Le décès de Paluku Mukwanza dans un cachot de la Police nationale congolaise à Beni, rapporté par la société civile locale, soulève des questions sur les pratiques de détention et la responsabilité des services de sécurité. Une enquête est réclamée.
Un mort dans un lieu placé sous la responsabilité de la police
Un jeune homme, identifié comme Paluku Mukwanza, serait mort à Beni dans un cachot de la Police nationale congolaise. Un décès survenu dans un espace fermé, sous la garde et la responsabilité des forces de l’ordre, où le détenu se trouvait.
Selon le président de la société civile de Beni, Pépin Kavotha, la victime aurait été interpellée lors d’une patrouille de routine, puis maintenue en détention pour ne pas avoir payé une amende qui lui était réclamée. Ces éléments, rapportés par la société civile, restent à confirmer et n’ont fait l’objet d’aucune version officielle de la police.
Des questions qui restent sans réponse
Plusieurs interrogations demeurent. Sur quelle base légale le jeune homme a-t-il été privé de liberté pour une simple amende impayée ? Dans quelles conditions était-il détenu ? Que s’est-il passé dans ce cachot pour qu’il y trouve la mort ?

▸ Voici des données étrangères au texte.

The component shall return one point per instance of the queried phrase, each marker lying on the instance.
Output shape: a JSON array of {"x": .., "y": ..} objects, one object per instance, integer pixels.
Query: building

Pour l’heure, la Police nationale congolaise n’a communiqué aucune explication sur les circonstances du décès. Cette absence de réponse nourrit les inquiétudes exprimées localement sur le fonctionnement des lieux de détention et sur l’obligation de rendre des comptes qui incombe aux services de sécurité.
La société civile réclame la vérité
La société civile de Beni demande l’ouverture d’une enquête pour établir les circonstances exactes de la mort du jeune homme et déterminer d’éventuelles responsabilités. Elle réclame également la tenue d’audiences publiques.
Au-delà de ce cas, c’est la question de la protection des personnes placées en garde à vue qui est posée.